Ich las einen Bildungsroman und dann des Mannes Entfaltung und kriegte den Duft ‘Ende 19. Jahrhundert’ in die Nase, schreibt der Stadtwanderer.

Besichtigung eines Säulenheiligen

Benedikt Loderer hat die Graphic Novel über Carl Spitteler gelesen. Der Autor und Zeichner Andreas Müller-Weiss grub den einzigen Nobelpreisträger für Literatur aus und bliess den Staub von der Figur.

«Die hier präsentierte Graphic Novel wirft nicht nur einen frischen Blick auf einen verkannten Säulenheiligen der Schweizer Literatur, sondern etabliert zugleich eine neue Forschungsrichtung: Die ikonografische Literaturwissenschaft.» Ich übersetzte: Welche Bilder, leibhaftige, nicht Sprachbilder, haben den Dichter geprägt, welche waren ihm Vor-Bild, während er dichtete? An seinen Bildern werdet ihr ihn erkennen.

Der Illustrator und Comic-Zeichner Andreas Müller-Weiss meint es ernst. Seine Suche nach Belegen genügt jedem wissenschaftlichen Anspruch, kein gelernter Historiker gäbt tiefer. Woher ich das weiss? Aus «Jünglingserwachen. Die ersten 38% aus Le Corbusiers Leben», ebenfalls eine Graphic Novel, die in den ersten 21 Ausgaben von Hochparterre erschienen ist. Wo ich damals genialisch geschlampt hätte, da ging er ad fontes. Kein Detail überliess er dem Zufall und es wird mit Spitteler ebenso sein. Schauen wir mal nach, ob wir die Bilder finden.

Erzählt wird chronologisch das Leben des Carl Friedrich Georg Spitteler (1845-1924). Wenn überhaupt, kennen wir ihn nur seiner Rede wegen, seinem Schulbuchauftritt. Am 14. Dezember 1914 sprach er vor der neuen Helvetischen Gesellschaft über «Unsern Schweizer Standpunkt», worin er die Deutsch- und Welschschweizer zur Besinnung mahnte. Der erste Weltkrieg hatte sie gründlich auseinandergebracht. Ja und sonst? Olympischer Frühling? Ein Riesenlanggedicht für das er 1920 den Nobelpreis für Literatur erhielt. Ich hab’s versucht, ehrlich. Doch nach 300 von rund 20 000 Versen streckte ich Hirn und Glieder. Ein Säulenheiliger gewiss, doch geht es ihm wie dem Helden auf dem Denkmal: Niemand beachtet ihn. Entschuldigung, «Die jodelnden Schildwachen» habe ich unterschlagen.
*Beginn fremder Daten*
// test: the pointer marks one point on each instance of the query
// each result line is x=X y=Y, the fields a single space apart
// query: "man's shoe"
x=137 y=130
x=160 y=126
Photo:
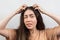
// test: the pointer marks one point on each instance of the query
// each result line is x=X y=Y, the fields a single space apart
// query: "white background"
x=8 y=6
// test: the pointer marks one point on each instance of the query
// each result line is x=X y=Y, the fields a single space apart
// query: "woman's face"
x=30 y=20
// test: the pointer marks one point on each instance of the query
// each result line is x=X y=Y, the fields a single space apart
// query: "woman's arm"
x=5 y=21
x=53 y=16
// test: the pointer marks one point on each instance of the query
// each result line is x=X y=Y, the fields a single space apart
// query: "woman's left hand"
x=35 y=6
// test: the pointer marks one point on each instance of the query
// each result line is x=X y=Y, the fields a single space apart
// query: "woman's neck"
x=33 y=31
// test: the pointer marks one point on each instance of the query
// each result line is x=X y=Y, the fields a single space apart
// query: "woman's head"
x=30 y=18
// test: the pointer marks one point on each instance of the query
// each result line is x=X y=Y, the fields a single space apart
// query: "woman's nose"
x=28 y=19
Also zurück zur ikonografischen Literaturwissenschaft. Sagt Spitteler auf Seite 17: «Der olympisch Frühling ist ein Stück näher verwandt mit Malern wie Arnold Böcklin oder Max Klinger als mit irgendeinem Dichter. Meine Vorliebe für die mythologische Welt gilt nicht dem hellenischen Menschheitsideal, sondern der Farbenwirkung von Fleisch und Bein in Wald, Luft und Meer. In meiner Jugend war meine ganze Seele tiefinnerlich verwachsen mit dem bildnerischen Talent, das ins Dichterische umgepflanzt wurde.» Ein verhinderter Maler? Ein Feuerreiter: Feuerversicherung, Feuerwaffen, lodernde Liebe, Feuersbrunst, Theaterbrand, Brandbomben, Feuerbestattung sind die Stationen seines Lebenswegs.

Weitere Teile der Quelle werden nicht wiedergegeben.